My original academic training was focused on mathematic and statistics. However, my research experience exposed me to various topics in statistical mechanics, biophysics and system biology. In this process, I developed extensive understanding in these fields through taking classes and reading. My academic trajectory has thus shaped my interests in conducting interdisciplinary research that combines probability, statistics and the aforementioned areas in nature science. Instead of applying conventional statistical method to provide an ad-hoc answer, my goal is to understand the physical and biological mechanism hidden behind the observed data though developing methodologies with solid physical interpretations.
My Research Projects:
Modeling and Inference of Intrinsic Noise in Gene Regulatory Network. Biological processes within cell are driven by the stochastic interactions between molecules. At the same time, sophisticated nonlinear and dynamical mechanisms also play a key role in forming complex systems such as gene regulatory system. In recent years, developments in measurement technology have allowed scientists to obtain direct quantitative evidences regarding the nature of biological processes at cellular and molecular level, notably the cell to cell stochastic variations in gene expressions known as intrinsic noise. Still, conventional modeling and data-analysis approaches have a tendency to assume that the relationships between different factors are linear and static, and often overlook the physical laws that govern the biological processes. Starting as a postdoctoral scholar in Prof. Wing H. Wong’s Lab at Stanford University, I have investigated how to build physical-model oriented inference framework that can incorporate the discrete, stochastic, nonlinear and dynamical natures of cellular systems. In my work, the regulatory system is modeled as a multivariate birth and death process whose evolution can be described by master equation. I demonstrate that this approach is capable of representing a highly detailed stochastic dynamical system and also presents a more realistic description of the physical system than other schemes, including deterministic and stochastic differential equation approximations. Furthermore, I show that the full empirical distribution of gene expression measured at different perturbed steady-states can be used to infer the unknown parameters and regulatory relations using the method of moments. This ongoing work sheds new light on single-cell gene expression data analysis and the design of artificial genetic modules in synthesis biology.

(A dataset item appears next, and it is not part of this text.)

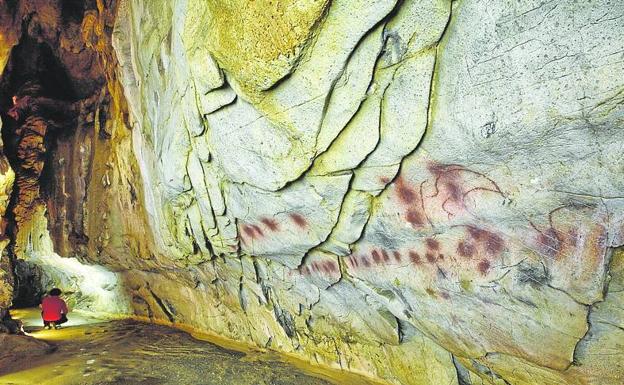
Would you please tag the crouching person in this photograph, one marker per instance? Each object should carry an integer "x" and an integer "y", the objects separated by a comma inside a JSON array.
[{"x": 53, "y": 310}]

Stepwise Signal Analysis. Modern biologists use fluorescence spectroscopy to study micro systems. The fluorescent signals are often roughly stepwise, in which shifts of average intensities indicate transitions of the system state. Determining the locations of shifts is thus key in scientific inquiry. Similar problems exist in other disciplines as well and are known as “change-points problems” in the statistical literature. I formulated a maximum marginal likelihood estimator to detect the change-points in a signal. I carried out extensive investigation on the effect and choice of the prior distribution. I proposed to treat each possible set of change-points equally and adopted an empirical Bayes approach to specify the prior distribution of segment parameters. This estimator is asymptotically consistent and has been shown to be competitive against several existing methods, which is based on the finite-sample study and real data examples (DNA array CGH data and single-molecule enzyme reaction data).
Modeling and Inference of Single Molecule Enzymatic Reaction. In classical theory, the mechanism of enzymatic reaction is modeled as a three-state continuous Markov chain, which implies that the successive enzymatic events are independent. However, recent observations on a single enzyme molecule exhibit strong serial correlation. I have studied a multi-state stochastic network model which is capable of explaining the observed phenomena. This new model consists of three groups of states instead of the original three states. It reflects the physical reality that the molecular structure is constantly altered by randomized forces, and the structure change in turn modifies molecular function. Furthermore, as the observed data contain only incomplete information concerning the system trajectories, I simplified the model by treating different types of transition rates as either constants, or gamma-distributed random variables based on physical knowledge and my theoretical inquiry. This strategy significantly reduces the number of parameters, and produces a satisfactory result using an optimization algorithm.
Optional Pólya tree. The analysis of high dimensional data is another feature and challenge in modern biology, as well as in other disciplines involving “big data.” The optional Pólya tree, a non-parametric Bayesian density estimation method, has shown great potential in this area. With collaborators in Wong’s Lab at Stanford University, we proposed a new algorithm to reduce the computation time of an optional Pólya tree estimator. This algorithm can reduce the computation time dramatically, as confirmed by both theoretical analysis and simulation studies.